By Cameron Smith
Recently, Jefferson County, Alabama filed the largest municipal bankruptcy in U.S. history. However, the filing is only the latest chapter in a sad story for the county as well as the state. More importantly, many Alabamians have little idea how a county of less than 700,000 residents was able to accumulate more than $4 billion in debt.
In 1993, three Alabama citizens filed suit alleging that Jefferson County was polluting the Cahaba and Black Warrior Rivers in violation of the Clean Water Act. This case ultimately merged with a similar lawsuit filed by the EPA in 1994. In 1995, the judge in the case granted summary judgment for the EPA and plaintiffs because the facts, even viewed in a manner most favorable to Jefferson County, clearly demonstrated that the county had violated federal law. Instead of challenging the ruling further, Jefferson County agreed to negotiate a settlement known as a consent decree.
A consent decree is a judge’s order based on a voluntary agreement between parties in a lawsuit, which is enforceable by contempt and can be modified only by court order. In this case, the consent decree provided a mechanism for remedying flaws in the sewer system. The decree called for the county to provide the EPA with a series of evaluations of the sewer system which, in turn, resulted in an implementation plan to correct the offending features of the system.
Unfortunately, the decree also contained a provision that the county could, at its own discretion, make modifications to the implementation plan for “projects not specifically covered by [the] [c]onsent [d]ecree.” This provision permitted Jefferson County to add projects to their sewer improvement plans while giving the impression the improvements were necessitated by the initial consent decree.
In a comprehensive doctrinal dissertation at Auburn University entitled Jefferson County, Alabama: A Perfect Storm of Ethical, Financial, Political, and Market Failures, Louis Ray Morris, Jr. notes that Jefferson County’s 1997-1998 capital budget contained 50 projects required by the consent decree as well as 54 additional sewer-related projects, twice as many projects as actually necessary.
As the cost of the sewer system ballooned, Jefferson County engaged in the risky practice of municipal interest rate swaps as a means to protect against higher future interest rates on the county’s variable rate debt. These swaps were supposedly going to save the county more than $200 million. A Bloomberg Markets article released in 2008 noted that Jefferson County paid banks “$120 million in fees-six times the prevailing rate-for $5.8 billion in interest-rate swaps.” Instead, rates changed direction and the county piled on almost $300 million in additional debt.
The construction and financing of the sewer system were also fertile ground for criminal activity. The flexibility and lack of transparency afforded by the consent decree enabled more than two dozen Jefferson County commissioners, employees, and contractors to engage in a wide range of illegal activities.
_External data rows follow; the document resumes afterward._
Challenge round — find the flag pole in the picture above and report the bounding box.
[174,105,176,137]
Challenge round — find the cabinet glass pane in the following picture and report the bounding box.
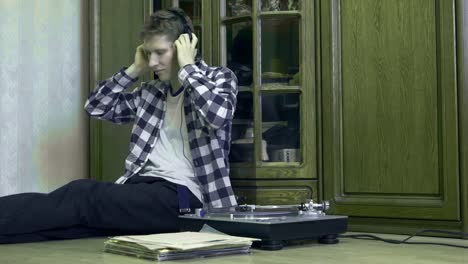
[226,21,253,87]
[229,92,254,162]
[179,0,201,26]
[261,93,302,162]
[226,0,252,17]
[261,17,300,88]
[262,0,301,11]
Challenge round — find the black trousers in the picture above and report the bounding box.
[0,175,202,244]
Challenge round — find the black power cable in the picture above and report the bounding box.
[338,229,468,248]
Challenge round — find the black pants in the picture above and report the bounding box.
[0,176,202,244]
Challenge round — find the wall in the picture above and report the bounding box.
[0,0,88,196]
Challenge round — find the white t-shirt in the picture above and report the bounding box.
[140,89,203,203]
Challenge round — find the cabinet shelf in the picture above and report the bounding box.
[260,84,301,92]
[260,10,301,17]
[239,86,252,92]
[221,15,252,24]
[260,161,302,168]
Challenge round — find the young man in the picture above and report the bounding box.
[0,8,237,243]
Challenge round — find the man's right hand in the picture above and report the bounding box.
[125,44,149,78]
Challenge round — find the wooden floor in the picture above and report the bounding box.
[0,232,468,264]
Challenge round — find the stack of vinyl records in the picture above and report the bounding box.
[104,232,258,261]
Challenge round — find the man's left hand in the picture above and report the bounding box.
[174,33,198,68]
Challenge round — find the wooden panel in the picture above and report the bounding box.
[340,0,442,195]
[321,0,459,220]
[457,1,468,233]
[232,180,317,205]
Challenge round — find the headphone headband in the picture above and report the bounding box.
[166,9,192,41]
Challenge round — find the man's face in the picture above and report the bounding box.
[144,35,177,81]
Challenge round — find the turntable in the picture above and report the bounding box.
[179,200,348,250]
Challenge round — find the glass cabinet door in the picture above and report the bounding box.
[215,0,303,168]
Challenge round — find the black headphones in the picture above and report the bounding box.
[166,9,192,42]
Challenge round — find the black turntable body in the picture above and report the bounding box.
[179,201,348,250]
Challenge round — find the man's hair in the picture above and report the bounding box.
[140,7,193,42]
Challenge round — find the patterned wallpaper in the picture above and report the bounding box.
[0,0,88,196]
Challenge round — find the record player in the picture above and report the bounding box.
[179,200,348,250]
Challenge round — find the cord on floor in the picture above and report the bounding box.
[338,229,468,248]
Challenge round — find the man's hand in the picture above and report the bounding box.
[125,44,149,78]
[174,33,198,68]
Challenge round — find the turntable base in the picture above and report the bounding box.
[179,208,348,250]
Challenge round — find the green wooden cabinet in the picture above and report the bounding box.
[320,0,466,229]
[211,0,318,204]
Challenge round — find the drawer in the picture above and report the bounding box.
[231,180,318,205]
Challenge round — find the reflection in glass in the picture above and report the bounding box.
[261,17,300,88]
[226,21,253,86]
[229,92,255,162]
[226,0,252,17]
[262,93,301,162]
[262,0,301,11]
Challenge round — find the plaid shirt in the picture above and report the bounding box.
[85,61,237,208]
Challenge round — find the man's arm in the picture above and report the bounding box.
[179,64,238,129]
[85,44,148,124]
[84,68,142,124]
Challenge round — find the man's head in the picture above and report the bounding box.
[141,8,193,81]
To make matters worse, Jefferson County’s occupational tax, which accounted for around $66 million in fiscal year 2010, was struck down as unconstitutional. Legislators in Montgomery have been unable to reach an agreement to replace the lost tax revenue, in part because of concerns over the county’s recent history of poor management, lack of planning, and criminal activity. But even if those revenues remained consistent and were entirely allocated to paying Jefferson County’s debt obligation, it would take more than sixty years to pay off the principal owed without accounting for interest.
In the bankruptcy filing, Jefferson County acknowledged more than $3 billion in outstanding sewer warrants, more than $800 million in school capital improvement warrants, and more than $200 million in general obligation warrants. With accelerated payment and penalty interest provisions, the county’s debt could increase exponentially.
Jefferson County residents now face bankruptcy and a $4 billion hole that translates to more than $6,500 in debt for every resident of the county. Jefferson County leaders dug that hole the same way the federal government dug a $15 trillion one: nobody held government officials accountable for playing fast and loose with borrowed money. If this pattern continues in Alabama and across the country, Jefferson County’s fall will be just the beginning.
Cameron Smith is General Counsel for the Alabama Policy Institute, a non-partisan, non-profit research and education organization dedicated to the preservation of free markets, limited government and strong families, which are indispensable to a prosperous society.